Tes Stimulasi dengan menggunakan human chorionic gonadotropin (hCG) dapat dilakukan untuk mengecek adanya bukti dari produksi testosterone. Pada beberapa kondisi, evaluasi radiologi pada nonpalpable testicle tidak diperlukan. Tidak ada penelitian yang menunjukkan bahwa ultrasonografi, MRI atau CT adalah modalitas yang sensitive untuk mendeteksi testis intra abdomen, dan tidak ada yang cukup spesifik untuk mengeksklusi testis intraabdomen. Oleh karena itu, pemeriksaan secara eksplorasi bedah tetap dibutuhkan. Pemeriksaan ultrasound dapat berguna pada bayi dengan bilateral nonpalpable testes untuk melihat gonad dan mengeksklusi adanya uterus, yang dapat mengindikasikan kondisi intersexualitas. Pemeriksaan ultrasound juga dapat membantu pada anak overweight untuk mendeteksi testis di inguinal yang sulit untuk dipalpasi.
DIFFERENTIAL DIAGNOSIS
Testis ektopik : penurunan testis terjadi sepanjang canalis inguinalis dan melewati anulus inguinalis externus, namun testis dapat terletak pada posisis ektopik sehingga tampak superfisial dari oblik eksterna, pangkal penis, perineum atau pada bagian atas dan medial paha.
Testis retraktil : penurunan testis secara normal dan aktivitas cremaster berlebihan menarik testis ke atas melalui canalis inguinalis. Tarikan halus dapat mengembalikan testis pada skrotum.
THERAPY
Setelah undescended tstis terdiagnosis, terapi harus segera dilakukan. Indikasi utama untuk terapi awal adalah peningkatan risisko infertilitas, risiko keganasan dan risiko testicular torsio. Terapi yang diberikan dapat berupa hormonal maupun surgical.
1. Terapi hormonal
a. Terapi hormonal dengan menggunakan hCG digunakan dengan 2 tujuan yaitu: penurunan testis sel dan stimulasi maturasi dan proliferasi sel germinal. hCG diberikan 2 kali seminggu secara intramuskular selama 6 bulan.

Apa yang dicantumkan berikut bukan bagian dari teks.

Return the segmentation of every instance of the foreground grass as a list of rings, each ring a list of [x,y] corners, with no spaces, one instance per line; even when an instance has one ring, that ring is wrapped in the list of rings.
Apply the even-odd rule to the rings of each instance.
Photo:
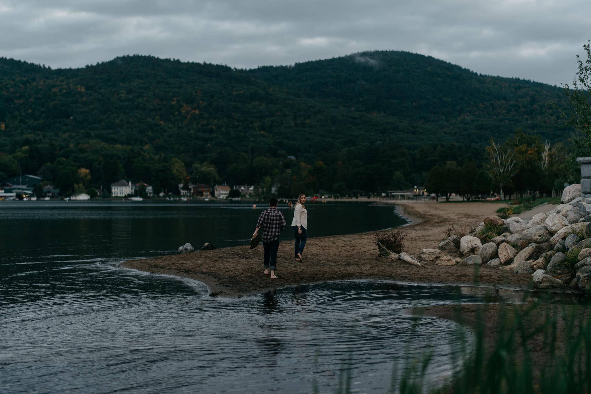
[[[494,310],[489,310],[492,308]],[[462,306],[454,319],[464,321]],[[486,326],[495,312],[494,327]],[[591,392],[591,319],[580,305],[482,304],[475,311],[473,344],[459,329],[450,382],[427,387],[431,354],[407,357],[392,368],[388,392],[401,394],[521,394]],[[348,365],[351,365],[349,360]],[[351,392],[350,368],[341,369],[336,393]],[[316,388],[316,387],[315,387]],[[314,392],[318,392],[317,389]]]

b. Terapi hormonal baik digunakan pada anak dengan undescended testis bilateral, karena kegagalan penurunan testis kemungkinan besar diakibatkan insufisiensi hormon androgen.
2. Terapi surgical
Terapi ini dibutuhkan untuk semua jenis undescended testis. Terdapat tiga prinsip operasi :
a. mobilisasi testis dan chorda
b. pemindahan kantong hernia yang ada
c. fiksasi testis pada skrotum tanpa tegangan (orchidopexy)
Metode yang dapat digunakan :
1. Operasi ombredanne : testis diletakkan pada kompartemen skorotal kontralateral dengan mentransversi septum skrotal.
2. Operasi keetley-torek : testis dijahit ke fascia lata paha dan kemudian diletakkan di skrotum 3-4 bulan kemudian.
3. Operasi ladd & gross : testis ditahan dengan benang sutra yang dilewatkan memalui skrotum dan dilekatkan pada pita karet yang dihubungakn dengan pada dengan perekat. Tekanan ini diposisikan selama 1 minggu.